Can inline substitution cause an infinite loop in multithreaded code?

Question

Please note: This is just a question out of curiosity, but not about writing better-multithreaded code. I don't and won't write code like this in real projects, of course.

Inline substitution may occur when the inline keyword is added. So I'm curious.

Let's say we have code like this:

static bool done = false;

inline void setDone(bool newState) {
    done = newState;
}

inline bool getDone() {
    return done;
}

void someWorkerThreadJob() {
    // Accessing without any lock/atomic/volatile
    while (getDone() == false) {
    }
}

Can someWorkerThreadJob() be compiled like below and run into an infinite loop?

void someThreadJob() {
    while (done == false) {
    }
}

This also leads me to the next question. What about the getters and setters in classes? Member functions defined inside a class are implicitly inline, so I think inline substitution can occur, thus the same problem. Is this correct?

The inline is a red herring. You don't have any synchronization/atomics around `done`, if more than one thread accesses it (and at least one writes), you have undefined behavior (race condition) regardless of inlining. — Mat, May 07 '21 at 08:07
You may have a misunderstanding when and why something becomes inline. The keyword `inline` plays no role for this. -> [inline specifier](https://en.cppreference.com/w/cpp/language/inline) The compiler is free to inline every function (for optimization purposes) though this may not change the observable behavior.
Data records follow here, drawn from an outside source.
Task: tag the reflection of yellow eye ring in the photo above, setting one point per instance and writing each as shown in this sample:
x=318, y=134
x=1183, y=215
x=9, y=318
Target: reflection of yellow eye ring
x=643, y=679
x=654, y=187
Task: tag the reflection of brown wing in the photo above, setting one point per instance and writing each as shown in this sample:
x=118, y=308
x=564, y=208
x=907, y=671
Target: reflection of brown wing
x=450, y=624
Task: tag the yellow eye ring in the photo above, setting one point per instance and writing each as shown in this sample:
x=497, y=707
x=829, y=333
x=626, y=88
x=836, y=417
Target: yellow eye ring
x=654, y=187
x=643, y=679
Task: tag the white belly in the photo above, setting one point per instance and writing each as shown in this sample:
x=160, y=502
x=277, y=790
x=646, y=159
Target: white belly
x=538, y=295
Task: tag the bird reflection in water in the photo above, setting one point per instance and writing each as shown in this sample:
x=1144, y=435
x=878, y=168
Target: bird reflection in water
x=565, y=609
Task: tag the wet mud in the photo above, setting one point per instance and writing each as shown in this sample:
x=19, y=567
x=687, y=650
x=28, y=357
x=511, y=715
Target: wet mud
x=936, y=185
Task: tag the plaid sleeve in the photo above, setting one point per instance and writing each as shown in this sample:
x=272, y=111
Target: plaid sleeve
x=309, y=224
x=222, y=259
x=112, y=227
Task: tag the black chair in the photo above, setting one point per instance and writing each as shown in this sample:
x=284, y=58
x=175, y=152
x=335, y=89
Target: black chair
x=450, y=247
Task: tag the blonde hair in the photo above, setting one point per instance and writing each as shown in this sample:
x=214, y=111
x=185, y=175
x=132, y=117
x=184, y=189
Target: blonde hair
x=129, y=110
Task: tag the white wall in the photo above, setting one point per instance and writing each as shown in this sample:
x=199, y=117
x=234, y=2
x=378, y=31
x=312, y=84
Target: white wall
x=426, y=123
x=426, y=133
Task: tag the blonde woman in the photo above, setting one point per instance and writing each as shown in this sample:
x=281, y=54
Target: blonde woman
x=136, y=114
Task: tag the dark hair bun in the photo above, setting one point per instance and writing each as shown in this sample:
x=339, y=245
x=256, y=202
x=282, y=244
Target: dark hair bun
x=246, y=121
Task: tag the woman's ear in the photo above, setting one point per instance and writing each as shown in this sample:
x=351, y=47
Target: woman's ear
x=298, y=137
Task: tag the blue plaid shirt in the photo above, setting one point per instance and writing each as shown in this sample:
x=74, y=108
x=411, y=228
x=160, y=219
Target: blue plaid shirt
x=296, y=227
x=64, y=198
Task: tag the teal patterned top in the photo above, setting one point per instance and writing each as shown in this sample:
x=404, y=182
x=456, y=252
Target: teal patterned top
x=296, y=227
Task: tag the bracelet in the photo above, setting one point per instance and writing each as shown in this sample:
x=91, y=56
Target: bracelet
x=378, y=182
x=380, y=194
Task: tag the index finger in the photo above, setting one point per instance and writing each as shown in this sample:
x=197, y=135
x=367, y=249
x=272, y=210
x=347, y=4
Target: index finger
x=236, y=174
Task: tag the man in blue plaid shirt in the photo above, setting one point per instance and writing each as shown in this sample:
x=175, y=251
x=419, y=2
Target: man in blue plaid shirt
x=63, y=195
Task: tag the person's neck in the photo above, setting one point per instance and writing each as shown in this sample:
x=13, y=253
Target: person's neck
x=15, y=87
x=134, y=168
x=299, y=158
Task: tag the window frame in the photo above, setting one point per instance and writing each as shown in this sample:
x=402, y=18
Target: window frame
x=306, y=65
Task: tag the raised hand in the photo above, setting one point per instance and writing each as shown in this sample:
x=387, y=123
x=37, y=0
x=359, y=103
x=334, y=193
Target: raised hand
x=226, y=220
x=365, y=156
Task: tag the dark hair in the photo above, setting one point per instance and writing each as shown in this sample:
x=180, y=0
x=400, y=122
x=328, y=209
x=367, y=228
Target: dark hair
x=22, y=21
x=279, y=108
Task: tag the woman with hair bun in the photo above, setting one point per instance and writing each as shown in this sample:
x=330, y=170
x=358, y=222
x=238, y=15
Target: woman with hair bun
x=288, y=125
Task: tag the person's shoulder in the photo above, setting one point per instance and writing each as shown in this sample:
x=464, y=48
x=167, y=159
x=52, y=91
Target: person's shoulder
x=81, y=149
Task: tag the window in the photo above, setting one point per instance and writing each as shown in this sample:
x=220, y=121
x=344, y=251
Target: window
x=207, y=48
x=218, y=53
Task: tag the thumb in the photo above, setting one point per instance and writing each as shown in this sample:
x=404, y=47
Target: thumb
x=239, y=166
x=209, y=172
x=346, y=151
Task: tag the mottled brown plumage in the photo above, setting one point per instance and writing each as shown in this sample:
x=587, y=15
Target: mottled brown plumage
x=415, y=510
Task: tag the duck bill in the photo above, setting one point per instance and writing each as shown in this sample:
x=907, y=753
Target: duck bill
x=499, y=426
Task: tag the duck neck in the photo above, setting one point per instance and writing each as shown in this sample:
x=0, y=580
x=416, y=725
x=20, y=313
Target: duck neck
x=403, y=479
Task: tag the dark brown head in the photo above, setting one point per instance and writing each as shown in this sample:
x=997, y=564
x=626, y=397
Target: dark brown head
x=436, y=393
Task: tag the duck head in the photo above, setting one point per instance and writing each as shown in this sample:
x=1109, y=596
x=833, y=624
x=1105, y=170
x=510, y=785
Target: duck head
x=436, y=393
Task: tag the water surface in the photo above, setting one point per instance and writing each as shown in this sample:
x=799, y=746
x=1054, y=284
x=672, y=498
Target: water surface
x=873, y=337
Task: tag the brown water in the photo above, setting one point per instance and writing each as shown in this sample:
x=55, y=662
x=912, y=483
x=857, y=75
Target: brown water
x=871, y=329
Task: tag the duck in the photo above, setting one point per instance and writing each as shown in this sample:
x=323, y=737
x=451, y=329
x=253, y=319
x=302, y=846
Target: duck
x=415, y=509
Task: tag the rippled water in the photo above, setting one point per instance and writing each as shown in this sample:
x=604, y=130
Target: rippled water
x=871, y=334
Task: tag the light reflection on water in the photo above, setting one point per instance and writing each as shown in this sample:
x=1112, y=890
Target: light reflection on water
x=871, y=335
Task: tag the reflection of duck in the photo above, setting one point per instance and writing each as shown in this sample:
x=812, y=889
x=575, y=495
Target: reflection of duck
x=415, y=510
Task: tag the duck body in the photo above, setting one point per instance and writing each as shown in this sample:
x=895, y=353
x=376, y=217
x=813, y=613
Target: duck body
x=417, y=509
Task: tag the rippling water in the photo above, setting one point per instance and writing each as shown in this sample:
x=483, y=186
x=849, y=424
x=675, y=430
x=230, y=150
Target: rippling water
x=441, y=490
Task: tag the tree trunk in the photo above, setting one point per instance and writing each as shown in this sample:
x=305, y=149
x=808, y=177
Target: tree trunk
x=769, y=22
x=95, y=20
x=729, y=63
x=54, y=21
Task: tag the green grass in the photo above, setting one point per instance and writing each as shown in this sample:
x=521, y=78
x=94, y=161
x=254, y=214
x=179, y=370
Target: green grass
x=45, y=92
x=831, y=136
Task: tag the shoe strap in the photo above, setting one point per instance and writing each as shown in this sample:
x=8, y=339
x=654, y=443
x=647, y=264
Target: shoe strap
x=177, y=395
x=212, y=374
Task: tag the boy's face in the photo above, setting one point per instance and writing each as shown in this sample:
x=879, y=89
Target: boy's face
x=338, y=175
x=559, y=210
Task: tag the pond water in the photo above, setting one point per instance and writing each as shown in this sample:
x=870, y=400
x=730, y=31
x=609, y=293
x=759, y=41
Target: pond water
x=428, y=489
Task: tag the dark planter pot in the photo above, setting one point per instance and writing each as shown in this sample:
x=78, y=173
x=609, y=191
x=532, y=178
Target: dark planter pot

The `inline` keyword is a hint for the compiler that multiple occurrences of definitions (e.g. global variable definition in a header) have to be merged to one. (In former standards, such multiple definitions were a violation of the ODR principle and resulted in link errors usually.) — Scheff's Cat, May 07 '21 at 08:16
@Mat Yeah, as said in the first part, this isn't the code we would write. I just suddenly became curious about this situation. I thought my theory was obvious, but wanted answers from experts. — Jenix, May 07 '21 at 08:16
@Scheff If I'm not wrong, what you said is the primary thing we expect from the `inline` keyword. But there's another thing. Inline substitution, where copy&paste happens. — Jenix, May 07 '21 at 08:20
_Inline substitution, where copy&paste happens._ As I already said: The compiler is free to do inlining on its own and beyond the control of the human author. This may not change the observable behavior ([as-if rule](https://en.cppreference.com/w/cpp/language/as_if)) as long as the code doesn't exhibit [Undefined Behavior](https://en.cppreference.com/w/cpp/language/ub). Though, I would consider concurrent access to an unguarded variable as Undefined Behavior... — Scheff's Cat, May 07 '21 at 08:23
@Scheff If you read it again, I said "Inline substitution may occur". I was talking about the situation where it happened, but yeah, didn't much think about the "undefined behavior". Each compiler may substitute differently, so we never know.. — Jenix, May 07 '21 at 08:36
There once was a similar question why a certain code was working when compiled without optimization and stopped working with optimization enabled. (There was nothing mentioned about `inline` but IMHO the latter doesn't play a role actually - and it may not.) [SO: Multithreading program stuck in optimized mode but runs normally in -O0](https://stackoverflow.com/a/58516119/7478597) — Scheff's Cat, May 07 '21 at 08:46
I’m not sure how the above substitution (replacing the getter by a direct use of the global variable) would change any behaviour? The real issue here (as mentioned by other comments/answer) are memory barriers and cache synchronisation between CPUs. — op414, May 07 '21 at 09:01
@op414 I realized my question isn't valid anymore. But if you ask me, I was asking if compilers would just copy-and-paste like above, which is even more problematic. — Jenix, May 07 '21 at 09:09

Jérôme Richard · Accepted Answer · 2021-05-07T08:47:42.160

6

The access to done must be protected in parallel and synchronized between threads. Otherwise, the processor or the compiler can produce/execute an incorrect sequence of instructions. Your current program is ill-formed.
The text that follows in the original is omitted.